Veja o problema que eu encontrei na prática: palavras com acentos quebram tudo. Se a palavra for "lâmpada" e você não tratar os acentos, o contador de caracteres fica errado e a grade não fecha direito. A solução que eu uso é normalizar os caracteres removendo acentos antes de calcular o tamanho da palavra, mas manter a versão acentuada na resposta final. Assim, a grade sempre casa com o número certo de letras. Outro detalhe que muita gente ignora: o nível de dificuldade. Em vez de apenas mostrar a palavra e o desenho, inclua dicas ao lado. Colocar uma categoria pequena — como "fruta", "animal", "objeto" — dá ao jogador uma pista sem estragar o jogo. Eu costumo adicionar um campo vazio na parte inferior da folha também, onde o jogador pode anotar as letras que já foram sorteadas. Isso evita que ele tenha que decorar tudo.

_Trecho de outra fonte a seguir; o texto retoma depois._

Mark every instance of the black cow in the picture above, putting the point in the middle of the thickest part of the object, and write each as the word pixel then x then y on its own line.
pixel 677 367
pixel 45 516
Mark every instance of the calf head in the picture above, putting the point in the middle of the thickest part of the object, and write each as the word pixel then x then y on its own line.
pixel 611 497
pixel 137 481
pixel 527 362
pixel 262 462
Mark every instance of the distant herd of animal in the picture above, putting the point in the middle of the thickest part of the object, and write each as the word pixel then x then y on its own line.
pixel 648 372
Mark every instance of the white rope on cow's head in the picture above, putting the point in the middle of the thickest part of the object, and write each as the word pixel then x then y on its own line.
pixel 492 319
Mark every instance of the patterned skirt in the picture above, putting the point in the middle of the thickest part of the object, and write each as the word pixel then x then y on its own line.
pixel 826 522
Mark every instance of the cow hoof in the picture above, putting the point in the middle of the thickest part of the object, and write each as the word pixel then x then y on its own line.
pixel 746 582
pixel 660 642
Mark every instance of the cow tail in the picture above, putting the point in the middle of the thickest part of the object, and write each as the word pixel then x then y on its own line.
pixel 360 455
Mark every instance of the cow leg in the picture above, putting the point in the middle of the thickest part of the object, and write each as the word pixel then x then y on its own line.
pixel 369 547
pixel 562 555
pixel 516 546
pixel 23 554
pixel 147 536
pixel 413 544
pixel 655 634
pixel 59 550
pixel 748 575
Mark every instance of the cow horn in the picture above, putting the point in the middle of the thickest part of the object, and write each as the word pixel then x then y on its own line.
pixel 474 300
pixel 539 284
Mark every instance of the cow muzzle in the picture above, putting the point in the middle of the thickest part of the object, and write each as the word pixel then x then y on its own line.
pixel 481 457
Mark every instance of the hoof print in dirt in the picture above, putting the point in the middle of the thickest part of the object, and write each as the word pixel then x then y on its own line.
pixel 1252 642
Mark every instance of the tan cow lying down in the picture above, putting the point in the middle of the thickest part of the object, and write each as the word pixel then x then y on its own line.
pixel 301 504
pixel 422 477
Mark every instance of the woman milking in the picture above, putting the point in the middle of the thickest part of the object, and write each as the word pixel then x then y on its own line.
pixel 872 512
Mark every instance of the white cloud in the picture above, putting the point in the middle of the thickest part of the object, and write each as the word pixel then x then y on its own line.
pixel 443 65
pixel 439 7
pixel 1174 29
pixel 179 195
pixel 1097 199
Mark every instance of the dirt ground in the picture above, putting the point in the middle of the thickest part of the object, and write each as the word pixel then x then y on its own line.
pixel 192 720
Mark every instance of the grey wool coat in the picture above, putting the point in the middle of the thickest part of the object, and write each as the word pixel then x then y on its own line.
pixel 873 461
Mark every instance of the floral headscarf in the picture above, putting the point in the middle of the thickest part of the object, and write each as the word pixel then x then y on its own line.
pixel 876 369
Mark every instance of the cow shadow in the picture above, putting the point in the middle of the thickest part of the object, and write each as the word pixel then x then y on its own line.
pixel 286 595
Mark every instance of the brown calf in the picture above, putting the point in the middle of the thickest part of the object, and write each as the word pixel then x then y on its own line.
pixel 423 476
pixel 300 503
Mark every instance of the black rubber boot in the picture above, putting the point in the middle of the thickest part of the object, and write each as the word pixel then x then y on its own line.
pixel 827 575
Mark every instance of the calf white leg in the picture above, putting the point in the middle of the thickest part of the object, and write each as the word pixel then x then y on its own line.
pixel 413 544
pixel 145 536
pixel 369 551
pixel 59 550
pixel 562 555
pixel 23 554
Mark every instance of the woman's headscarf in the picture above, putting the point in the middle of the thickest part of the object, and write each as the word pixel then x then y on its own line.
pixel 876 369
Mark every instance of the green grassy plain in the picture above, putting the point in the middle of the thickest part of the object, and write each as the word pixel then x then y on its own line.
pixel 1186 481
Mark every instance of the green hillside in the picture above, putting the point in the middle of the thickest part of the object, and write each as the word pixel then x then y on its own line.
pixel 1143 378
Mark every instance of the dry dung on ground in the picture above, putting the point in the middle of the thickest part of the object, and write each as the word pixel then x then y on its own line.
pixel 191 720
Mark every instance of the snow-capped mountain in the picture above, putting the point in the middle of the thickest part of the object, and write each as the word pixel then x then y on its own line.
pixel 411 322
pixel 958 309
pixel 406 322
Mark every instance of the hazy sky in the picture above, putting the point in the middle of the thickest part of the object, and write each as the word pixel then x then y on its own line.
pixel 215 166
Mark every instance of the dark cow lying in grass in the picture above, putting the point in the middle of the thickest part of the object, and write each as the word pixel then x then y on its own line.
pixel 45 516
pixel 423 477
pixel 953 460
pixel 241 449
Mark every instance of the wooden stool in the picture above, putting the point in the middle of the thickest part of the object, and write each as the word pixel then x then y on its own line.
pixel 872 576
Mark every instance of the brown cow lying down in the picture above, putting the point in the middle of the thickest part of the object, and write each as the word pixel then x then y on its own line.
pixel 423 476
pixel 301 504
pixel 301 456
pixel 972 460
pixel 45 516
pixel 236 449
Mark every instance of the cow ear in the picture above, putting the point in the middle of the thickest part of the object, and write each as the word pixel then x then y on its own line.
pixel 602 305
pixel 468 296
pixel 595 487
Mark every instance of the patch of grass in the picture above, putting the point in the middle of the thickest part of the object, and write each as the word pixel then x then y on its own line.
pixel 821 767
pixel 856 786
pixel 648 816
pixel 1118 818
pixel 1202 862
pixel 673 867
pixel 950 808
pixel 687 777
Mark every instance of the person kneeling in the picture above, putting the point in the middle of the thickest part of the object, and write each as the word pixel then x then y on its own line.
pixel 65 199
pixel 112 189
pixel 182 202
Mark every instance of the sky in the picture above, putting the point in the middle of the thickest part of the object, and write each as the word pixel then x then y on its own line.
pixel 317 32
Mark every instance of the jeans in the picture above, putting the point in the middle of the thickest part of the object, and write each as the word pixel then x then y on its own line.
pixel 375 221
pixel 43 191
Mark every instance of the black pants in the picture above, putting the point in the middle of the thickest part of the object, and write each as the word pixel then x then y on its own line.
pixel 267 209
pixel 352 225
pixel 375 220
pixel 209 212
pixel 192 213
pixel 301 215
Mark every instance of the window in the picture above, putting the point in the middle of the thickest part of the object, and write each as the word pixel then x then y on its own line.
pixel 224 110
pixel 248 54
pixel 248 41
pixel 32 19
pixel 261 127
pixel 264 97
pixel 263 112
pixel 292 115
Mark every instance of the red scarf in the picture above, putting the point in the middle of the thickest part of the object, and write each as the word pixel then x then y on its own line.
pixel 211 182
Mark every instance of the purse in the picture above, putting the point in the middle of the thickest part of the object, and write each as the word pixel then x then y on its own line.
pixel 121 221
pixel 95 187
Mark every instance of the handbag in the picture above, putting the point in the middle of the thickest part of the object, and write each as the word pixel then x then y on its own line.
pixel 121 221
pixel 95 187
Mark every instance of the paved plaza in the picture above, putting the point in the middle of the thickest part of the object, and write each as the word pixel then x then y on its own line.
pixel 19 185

Para gerar a lista de palavras, eu uso um arquivo CSV externo com colunas de palavra, categoria e dificuldade. É muito mais flexível do que hardcodar tudo no código. Quando preciso ajustar para uma turma específica, basta editar o CSV e rodar o script de novo — leva cerca de 30 segundos para gerar 20 folhas prontas para imprimir. O formato de saída que eu recomendo é A4, uma folha por jogo, margem de 2cm em todos os lados. Se você imprimir em papel sulfite comum, o resultado já fica bom o suficiente. O problema é que algumas impressoras caseiras cortam as bordas, então faça sempre um teste com uma folha antes de imprimir o lote todo.
Se você não quer programar nada, existem geradores online gratuitos como o Superteacher Worksheets e o Best Possible Teacher que criam folha de jogo da forca prontos. O problema deles é que não oferecem controle sobre o tamanho da fonte nem personalização de cores, então a legibilidade depende do sorteio. Eu já vi folhas geradas por esses sites com letra tão pequena que precisei ampliar 200% na hora de imprimir, o que por sua vez cortou o desenho do enforcado pela metade. Em resumo, a opção mais confiável é o script próprio. Custa umas duas horas para deixar pronto na primeira vez, mas depois você produz quantas folhas quiser sem depender de site que pode sair do ar.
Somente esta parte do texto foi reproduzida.